Basing this off of not having any kids at bike riding age, I would think that would sound good. Lower is usually faster as there is more traction and more confidence inspiring and the only risk of running lower is pinch flatting, which I'm going to assume that won't be happening. 

Wheel size might come into play though. I don't know.


----------



## IAmHolland (Jul 8, 2010)

Lower is faster on dirt. On road, pump it up.

I run below 20 for my kids (5-8), on bumpy rocky terrain. 20 inch bikes. Pump to 15-20, remove, leaks a bit of air, not sure where it exactly ends up.

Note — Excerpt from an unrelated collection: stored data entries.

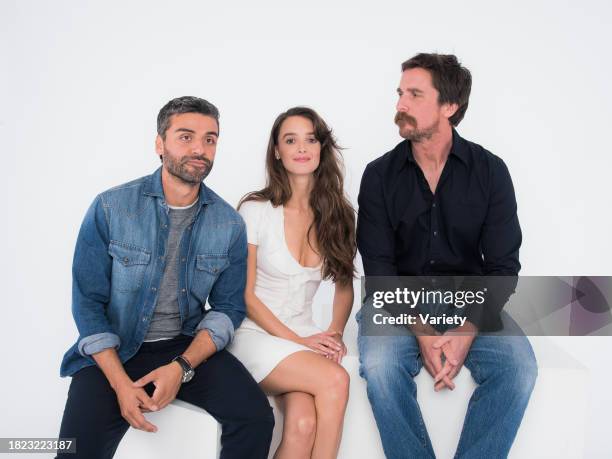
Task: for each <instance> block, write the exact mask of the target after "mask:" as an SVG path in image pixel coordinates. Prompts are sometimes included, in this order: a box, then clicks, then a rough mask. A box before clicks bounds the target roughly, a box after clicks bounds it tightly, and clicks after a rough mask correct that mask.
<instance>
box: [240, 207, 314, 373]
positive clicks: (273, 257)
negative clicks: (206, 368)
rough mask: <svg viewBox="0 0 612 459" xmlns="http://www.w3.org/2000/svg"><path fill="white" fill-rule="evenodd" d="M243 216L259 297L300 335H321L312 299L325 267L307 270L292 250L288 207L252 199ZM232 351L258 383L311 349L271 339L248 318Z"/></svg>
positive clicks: (289, 343) (283, 321) (255, 291)
mask: <svg viewBox="0 0 612 459" xmlns="http://www.w3.org/2000/svg"><path fill="white" fill-rule="evenodd" d="M239 212H240V215H241V216H242V218H243V219H244V221H245V223H246V228H247V240H248V243H249V244H253V245H256V246H257V277H256V280H255V295H256V296H257V298H259V299H260V300H261V301H262V303H263V304H265V305H266V306H267V307H268V308H269V309H270V311H272V312H273V313H274V315H275V316H276V317H278V318H279V319H280V320H281V322H283V323H284V324H285V325H286V326H287V327H289V328H290V329H291V330H293V331H294V332H295V333H296V334H297V335H299V336H308V335H312V334H315V333H320V332H321V329H320V328H318V327H317V326H316V325H315V323H314V322H313V320H312V298H313V297H314V295H315V293H316V291H317V289H318V288H319V284H320V283H321V266H318V267H312V268H308V267H304V266H302V265H300V264H299V263H298V262H297V260H296V259H295V258H293V256H292V255H291V252H289V248H288V247H287V243H286V241H285V227H284V225H285V223H284V213H283V207H282V206H278V207H276V208H275V207H273V206H272V204H271V203H270V201H265V202H259V201H248V202H245V203H244V204H243V205H242V206H241V207H240V210H239ZM228 350H229V351H230V352H231V353H232V354H234V355H235V356H236V357H237V358H238V360H240V361H241V362H242V364H243V365H244V366H245V367H246V368H247V370H249V372H250V373H251V374H252V375H253V378H255V381H257V382H260V381H261V380H262V379H264V378H265V377H266V376H267V375H268V374H269V373H270V372H271V371H272V370H273V369H274V368H275V367H276V366H277V365H278V364H279V363H280V362H281V361H282V360H283V359H285V358H286V357H288V356H289V355H291V354H293V353H294V352H298V351H304V350H306V351H311V349H310V348H307V347H305V346H301V345H299V344H296V343H294V342H293V341H289V340H286V339H283V338H279V337H277V336H273V335H270V334H269V333H268V332H266V331H265V330H263V329H262V328H261V327H259V326H258V325H257V324H256V323H255V322H253V321H252V320H250V319H249V318H248V317H247V318H245V319H244V321H243V322H242V324H241V325H240V327H239V328H238V330H236V333H235V335H234V339H233V341H232V342H231V344H230V345H229V346H228ZM313 352H314V351H313Z"/></svg>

Bring a tube, pinch flat, no worries. Goat heads, big worry. I run slime in the tubes for that one.


----------



## Photogorama (Aug 22, 2010)

I ran 20 psi in my 6 y o son's 20" hot rock last season. He uses Kenda Small Block 8's on hard pack flowy single track with minimal rocks and roots.

X2 on the comment for pumping it up for the road.


----------



## m-dub (Apr 22, 2005)

18psi on both my boys bikes. 20" and 24" small block 8's. Tahoe rocks, Northstar shuttles, General ripping and only one pinch flat (curb around town) So mid 20s in the rear for street duties.They are only 50-60lbs so that is plenty of pressure and they have much more traction.


----------



## Jonnybmac (Mar 14, 2012)

i have run about 20psi in my sons motorbike to give him more traction and also so it absorbs a few little bumps being a little bouncy due to him being too light for his suspension to work properly.


----------



## BeginnerCycling (Nov 21, 2011)

O.k., how about for an 85 pound kid on a 24" MTB?


----------



## m-dub (Apr 22, 2005)

BeginnerCycling said:


> O.k., how about for an 85 pound kid on a 24" MTB?


Low 20's (20-23) should be good.


----------



## BeginnerCycling (Nov 21, 2011)

Thanks! By the way, is there a chart or calculator online to help figure out tire pressure, or is everyone just going from experience?


----------



## IAmHolland (Jul 8, 2010)

I just go with the flow! Seriously? I watch the tire when I pump it up and when the kids get on it. I want it low enough to deform a bit, for dirt. For road, I want it to high enough to not deform.

I run about 25psi for my son on his 24" (60lbs). Primarily because it's ghetto tubeless and I don't quite trust it yet. I'd go 20psi once I'm confident.


----------